# Creating round corners with Sketchup...?



## trav007

Here is the initial model for an open office door that a client wants to put some sort of doorway in. I'm thinking custom french doors with side lights.

Anyhow, the drywall is all rounded corners and I thought I'd put a framework inside the doorway without disrupting the existing drywall and also negating the need for casings.

So, my question is...does anybody know of a relatively painless way to create the curved edges in Sketchup? 

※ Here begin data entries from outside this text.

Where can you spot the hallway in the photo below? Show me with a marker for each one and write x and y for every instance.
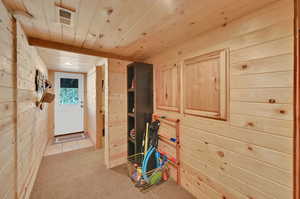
(82, 174)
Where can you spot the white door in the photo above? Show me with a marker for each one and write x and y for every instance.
(69, 110)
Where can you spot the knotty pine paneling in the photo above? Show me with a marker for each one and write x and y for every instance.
(116, 113)
(23, 133)
(250, 154)
(32, 132)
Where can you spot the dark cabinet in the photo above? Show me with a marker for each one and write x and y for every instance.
(140, 103)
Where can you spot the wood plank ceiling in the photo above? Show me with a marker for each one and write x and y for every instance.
(132, 28)
(67, 61)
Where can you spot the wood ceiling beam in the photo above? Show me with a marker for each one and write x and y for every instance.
(66, 47)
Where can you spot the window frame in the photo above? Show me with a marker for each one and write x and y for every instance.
(223, 85)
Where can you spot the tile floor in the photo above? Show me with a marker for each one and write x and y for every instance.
(67, 146)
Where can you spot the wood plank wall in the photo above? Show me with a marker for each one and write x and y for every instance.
(116, 113)
(7, 106)
(23, 127)
(232, 159)
(94, 106)
(32, 122)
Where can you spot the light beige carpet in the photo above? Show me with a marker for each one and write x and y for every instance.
(82, 174)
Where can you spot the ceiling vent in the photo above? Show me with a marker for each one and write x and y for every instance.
(65, 16)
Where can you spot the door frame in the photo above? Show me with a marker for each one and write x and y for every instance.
(296, 159)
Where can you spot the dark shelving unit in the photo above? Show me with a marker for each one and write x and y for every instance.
(140, 102)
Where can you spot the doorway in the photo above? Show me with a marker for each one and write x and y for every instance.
(69, 103)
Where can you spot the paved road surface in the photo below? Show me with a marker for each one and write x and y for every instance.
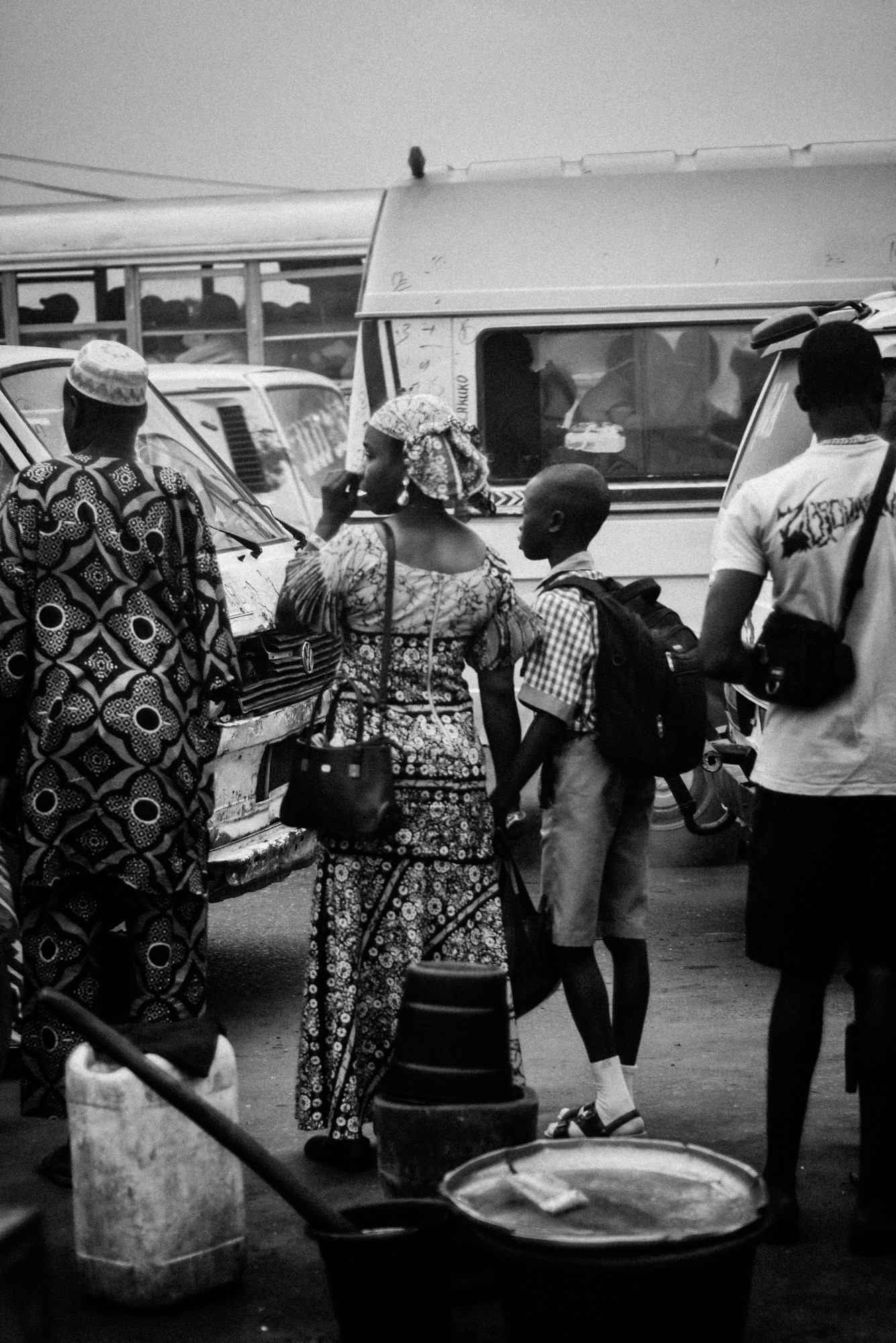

I wonder if I could have figured it out by now.......hmmmm


----------



## ScipioAfricanus

On the bottom part of the wall make a radius the size that you want the bull-nose to be in that corner.Then click all three corner lines of the door opening and go into tools to get the "follow Me" tool.
Then click on the face of the of the corner radius you made and this will work if you are able to follow this mess of an explanation.

Maybe the pics will help.

Andy.


----------



## Cole

Andy, showed you the easiest way, thats how I do it as well.


----------



## trav007

All I can say is .....bitchin....thanks guys. Its amazing how easy things can be when you know how.


----------



## mics_54

A couple of additional notes on the follow me tool. Sketchup doesnt like very small facets so if you have difficulty with surfaces being completed with the followme tool...scale the drawing up by a factor of 10 or 20 or 100 the do the followme operation and reduce the size back to normal when you finish. Also the followme tool works better if the surface you wish to extrude begins perpendicular to the axis of the intended operation. Also make sure that your radius stays with in the profile of the original corner. If the followme tool operation doesnt auto erase the subtrahend you may need to select the items and intersect and erase the undesired elements.


----------